Sarsour est né à Brooklyn de parents palestiniens. Elle est directrice exécutive de l’Arab American Association of New York et s’est alliée au mouvement Black Lives Matter. Elle est une fervente partisane du mouvement BDS pour boycotter, désinvestir et sanctionner Israël.

Dans son travail, Sarsour défend «l’intersectionnalité» – défendant non seulement ceux qui partagent sa religion, mais aussi les autres – les homosexuels, les femmes, les victimes de profilage racial – qui sont opprimés. Ces derniers temps, Sarsour a été de plus en plus actif sur le front national. Elle faisait partie des quatre coprésidentes de la Marche des femmes à Washington en janvier.

« Si vous détestez l’État juif, vous détestez les Juifs », a déclaré Morton Klein, chef de l’organisation d’extrême droite sioniste d’Amérique, au Forward par téléphone. L’organisation de Klein était presque la seule parmi les groupes juifs à soutenir l’interdiction d’immigration de Trump et a accusé à plusieurs reprises des groupes de campus pro-palestiniens d’héberger des antisémites.

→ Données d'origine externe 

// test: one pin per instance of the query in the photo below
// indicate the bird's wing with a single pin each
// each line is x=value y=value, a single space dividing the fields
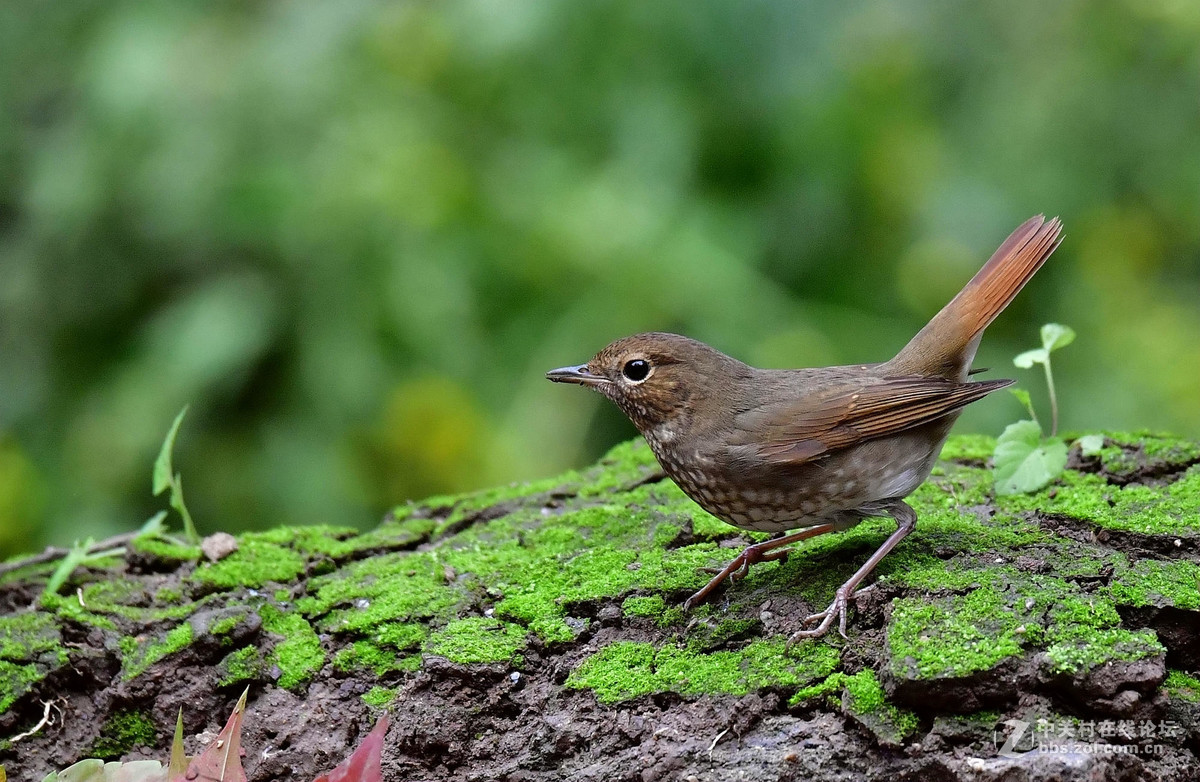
x=810 y=426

Klein a dit qu’il était sceptique quant à la motivation de Sarsour pour collecter des fonds pour le cimetière.

« Tout ce que je peux déduire de sa collecte de fonds, c’est que ce n’est qu’un moyen de tromper les gens », a-t-il déclaré.

El-Messidi a défendu la campagne. « Ce n’est pas un coup politique », a-t-il déclaré. « Ce sont les humains qui veillent sur les humains. »

Les juifs et les musulmans américains ont voté à une écrasante majorité pour la candidate démocrate Hillary Clinton plutôt que pour Trump lors des élections et les deux communautés ont vu une augmentation des crimes motivés par la haine ces derniers mois. La menace commune d’un mouvement suprématiste blanc nouvellement dynamisé semble galvaniser la coopération.

Des groupes juifs ont parrainé des réfugiés syriens, protesté contre les restrictions de voyage de Trump pour les ressortissants de pays à majorité musulmane et invité les fidèles d’une mosquée texane incendiée à prier dans leur synagogue.

« L’une des doublures argentées de toute l’administration Trump est de rassembler les gens et de vraiment les activer », a déclaré Ibrahim Hooper, porte-parole du Council on American-Islamic Relations, une organisation de défense des musulmans. Hooper a applaudi la collecte de fonds de Sarsour.

Le CAIR a heurté des groupes juifs traditionnels dans le passé – l’ADL refuse de travailler avec le groupe musulman, citant des déclarations que le chef du groupe a faites à propos d’Israël – mais Hooper a déclaré qu’un certain rapprochement était en cours. Et même s’il n’est pas toujours public, il est significatif. « Nous n’avons jamais vu le niveau de soutien que nous avons vu depuis les élections de novembre. »

Pour Sarsour, la campagne était une chance de montrer un visage positif de l’Islam. Elle a déclaré à NPR qu’elle se lassait de voir des musulmans présentés comme des auteurs de terrorisme.

« Je pense que c’était une sorte de lumière dans l’obscurité pour nous de pouvoir raconter un autre type d’histoire », a-t-elle déclaré.

Note de mise à jour : cette histoire a été mise à jour pour inclure des commentaires supplémentaires du rabbin Brigitte S. Rosenberg.